If you want to get useful infomation of a mdiskgrp:
svcinfo lsmdiskgrp mdg1746a_7_2t

or find all mdiskgrp's that start the same naming scheme:
svcinfo lsmdiskgrp -filtervalue name="mdg*"

Need to see all the vdisks that have been carved from a mdiskgrp?
svcinfo lsvdisk -filtervalue mdisk_grp_name=<name of a mdiskgrp>

Now, for the mdiskgrp and vdisk to be useful they must be mapped to hosts.
To see what host a vdisk is mapped to run:
svcinfo lsvdiskhostmap <vdiskname>
If the vdisk is not mapped to a host then you could map it to a host or remove it.
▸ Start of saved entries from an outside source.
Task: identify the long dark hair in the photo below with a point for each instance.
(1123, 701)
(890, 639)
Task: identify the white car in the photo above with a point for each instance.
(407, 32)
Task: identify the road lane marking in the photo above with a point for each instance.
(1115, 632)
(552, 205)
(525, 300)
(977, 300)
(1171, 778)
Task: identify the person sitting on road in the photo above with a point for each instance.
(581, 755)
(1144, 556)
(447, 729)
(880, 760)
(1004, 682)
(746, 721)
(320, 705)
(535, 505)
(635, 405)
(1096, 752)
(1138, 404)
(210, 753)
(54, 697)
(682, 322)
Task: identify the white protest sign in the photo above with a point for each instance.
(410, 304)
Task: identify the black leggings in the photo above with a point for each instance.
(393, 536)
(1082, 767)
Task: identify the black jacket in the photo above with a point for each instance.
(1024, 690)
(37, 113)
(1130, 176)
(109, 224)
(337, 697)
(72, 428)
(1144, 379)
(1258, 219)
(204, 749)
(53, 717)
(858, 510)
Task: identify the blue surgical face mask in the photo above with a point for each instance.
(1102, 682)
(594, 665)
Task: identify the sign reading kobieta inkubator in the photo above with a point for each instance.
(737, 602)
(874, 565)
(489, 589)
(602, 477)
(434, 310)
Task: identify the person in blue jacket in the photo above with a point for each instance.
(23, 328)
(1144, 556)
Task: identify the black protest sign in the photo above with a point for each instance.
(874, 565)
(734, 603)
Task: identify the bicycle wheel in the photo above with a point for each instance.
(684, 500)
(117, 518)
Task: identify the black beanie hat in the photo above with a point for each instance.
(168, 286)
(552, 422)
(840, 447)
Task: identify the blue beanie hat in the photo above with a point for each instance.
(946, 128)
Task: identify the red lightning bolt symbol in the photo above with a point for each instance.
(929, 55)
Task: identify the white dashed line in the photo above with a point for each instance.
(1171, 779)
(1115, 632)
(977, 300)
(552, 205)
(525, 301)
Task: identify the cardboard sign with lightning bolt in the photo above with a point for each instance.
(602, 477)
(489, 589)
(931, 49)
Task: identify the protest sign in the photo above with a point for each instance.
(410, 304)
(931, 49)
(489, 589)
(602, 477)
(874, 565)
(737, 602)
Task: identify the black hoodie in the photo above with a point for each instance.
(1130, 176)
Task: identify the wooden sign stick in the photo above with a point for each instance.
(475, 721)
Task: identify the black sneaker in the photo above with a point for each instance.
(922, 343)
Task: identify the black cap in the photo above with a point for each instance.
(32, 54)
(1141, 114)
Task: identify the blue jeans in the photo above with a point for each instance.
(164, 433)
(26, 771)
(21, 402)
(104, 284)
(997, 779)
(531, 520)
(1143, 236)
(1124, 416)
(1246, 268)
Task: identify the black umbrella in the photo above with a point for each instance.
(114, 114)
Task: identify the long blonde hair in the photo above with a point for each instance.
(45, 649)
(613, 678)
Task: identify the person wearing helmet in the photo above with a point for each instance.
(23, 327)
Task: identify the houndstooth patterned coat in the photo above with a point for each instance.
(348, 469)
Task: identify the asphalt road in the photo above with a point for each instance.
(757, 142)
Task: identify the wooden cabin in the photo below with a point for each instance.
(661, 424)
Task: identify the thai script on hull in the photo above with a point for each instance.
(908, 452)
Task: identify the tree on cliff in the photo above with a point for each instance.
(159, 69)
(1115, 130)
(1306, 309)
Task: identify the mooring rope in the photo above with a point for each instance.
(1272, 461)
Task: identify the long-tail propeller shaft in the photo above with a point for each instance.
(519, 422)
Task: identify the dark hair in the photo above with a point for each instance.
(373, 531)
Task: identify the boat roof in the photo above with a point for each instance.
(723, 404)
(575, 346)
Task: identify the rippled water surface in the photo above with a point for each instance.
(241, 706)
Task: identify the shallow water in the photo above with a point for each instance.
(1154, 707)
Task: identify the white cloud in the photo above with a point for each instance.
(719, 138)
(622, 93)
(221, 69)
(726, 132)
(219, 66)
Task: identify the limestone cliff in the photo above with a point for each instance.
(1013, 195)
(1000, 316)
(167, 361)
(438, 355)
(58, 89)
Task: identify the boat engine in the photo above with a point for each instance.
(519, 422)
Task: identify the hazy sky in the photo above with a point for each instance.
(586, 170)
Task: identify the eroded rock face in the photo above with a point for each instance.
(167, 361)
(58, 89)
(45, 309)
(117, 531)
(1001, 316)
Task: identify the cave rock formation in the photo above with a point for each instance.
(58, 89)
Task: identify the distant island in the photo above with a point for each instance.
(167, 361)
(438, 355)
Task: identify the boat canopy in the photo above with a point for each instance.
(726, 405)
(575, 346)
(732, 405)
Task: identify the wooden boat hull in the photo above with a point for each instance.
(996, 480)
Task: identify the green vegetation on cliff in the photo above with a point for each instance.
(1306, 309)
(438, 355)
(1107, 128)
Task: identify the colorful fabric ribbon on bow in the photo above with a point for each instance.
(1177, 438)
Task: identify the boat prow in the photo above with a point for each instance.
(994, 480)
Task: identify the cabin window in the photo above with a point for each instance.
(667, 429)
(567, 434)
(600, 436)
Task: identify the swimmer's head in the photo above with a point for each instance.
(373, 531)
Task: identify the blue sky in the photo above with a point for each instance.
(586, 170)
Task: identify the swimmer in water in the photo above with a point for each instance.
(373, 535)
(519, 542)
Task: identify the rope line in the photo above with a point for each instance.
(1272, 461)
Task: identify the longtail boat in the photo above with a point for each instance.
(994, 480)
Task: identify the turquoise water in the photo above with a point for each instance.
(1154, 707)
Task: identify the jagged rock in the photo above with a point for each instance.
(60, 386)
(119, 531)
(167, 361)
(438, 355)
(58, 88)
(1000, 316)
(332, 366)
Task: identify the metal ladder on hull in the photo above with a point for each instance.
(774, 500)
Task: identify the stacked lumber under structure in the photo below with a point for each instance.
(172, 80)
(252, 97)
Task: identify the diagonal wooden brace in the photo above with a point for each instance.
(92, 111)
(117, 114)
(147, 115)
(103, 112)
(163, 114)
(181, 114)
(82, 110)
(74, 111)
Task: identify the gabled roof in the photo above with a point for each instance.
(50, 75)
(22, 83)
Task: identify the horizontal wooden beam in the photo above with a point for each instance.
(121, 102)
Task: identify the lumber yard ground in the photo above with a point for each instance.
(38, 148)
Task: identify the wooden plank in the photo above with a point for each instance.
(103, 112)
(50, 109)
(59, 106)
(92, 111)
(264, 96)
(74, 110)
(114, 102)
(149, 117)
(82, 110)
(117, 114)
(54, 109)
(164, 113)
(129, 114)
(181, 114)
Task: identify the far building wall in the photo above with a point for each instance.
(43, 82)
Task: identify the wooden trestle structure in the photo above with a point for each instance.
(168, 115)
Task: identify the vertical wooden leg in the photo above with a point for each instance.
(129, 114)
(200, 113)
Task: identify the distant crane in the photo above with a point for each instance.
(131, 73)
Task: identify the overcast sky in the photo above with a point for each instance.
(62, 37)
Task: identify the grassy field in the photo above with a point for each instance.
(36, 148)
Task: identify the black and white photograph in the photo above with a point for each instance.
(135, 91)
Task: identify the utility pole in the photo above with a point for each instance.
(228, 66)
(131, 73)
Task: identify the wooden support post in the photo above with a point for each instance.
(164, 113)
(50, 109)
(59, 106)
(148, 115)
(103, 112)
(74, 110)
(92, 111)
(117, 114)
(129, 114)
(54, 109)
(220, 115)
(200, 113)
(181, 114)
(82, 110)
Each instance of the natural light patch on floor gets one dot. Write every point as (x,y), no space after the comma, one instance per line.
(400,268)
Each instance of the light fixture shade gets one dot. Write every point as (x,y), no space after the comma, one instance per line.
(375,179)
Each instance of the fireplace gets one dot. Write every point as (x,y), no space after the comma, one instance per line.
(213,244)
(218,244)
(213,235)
To see what vdisks are mapped to a host run:
svcinfo lshostvdiskmap <hostname>

These svcinfo commands will give you information only and will not change anything,
so feel free to run them and get familar with you SVC environment.

Here is a great IBM link
http://publib.boulder.ibm.com/infocenter/svcic/v3r1m0/index.jsp?topic=%2Fcom.ibm.storage.svc.console.doc%2Fsvc_informationcomm_21pasg.html
under "Informational Commands" are all the sub-options of svcinfo

It was the best of times, it was the worst of times, it was the age of wisdom, it was the age of foolishness

So my work partner (He did SAN; I did TSM) found a great new job with IBM.
Since he is the sole support for his family; I am glad that he found such a great job and jump in pay.
Since I understood little of what he did and am expected to do so, I am afraid.
I was hired to take some of the AIX, TSM, and SAN workload off his shoulders and to back him up.
He was a patient teacher when I was learning TSM admin. His dry wit, compassionate ear of a husband and father who could share my joys and sorrows, being able to discuss our shared Christianity, his thoroughness and quick intelligence, his encyclopedic knowledge of music, movies, Texas cities, and County employees will be missed sorely. He was one of the best work partners that I have ever had the pleasure to work with... (dangling particple and all).

I am being expected to administer the following: IBM SVC, Brocade DSX, Xseries blade center switches, N-series (Netapp) for storage I have IBM's DS8100, 1746, 1726, and three XIV's.
Yes, my employer is seeking to fill this position but I am not optimistic.
After searching high and low for blogs of other professionals and finding only business sponsored blogs with no real technical content, I decided that as I learned administrative commands and concepts that I'd place my notes online. Not just to share but also to have as quick reference with such a variety to manage, I will not be able to memorize it all. When I have learned how to do something, I will post it.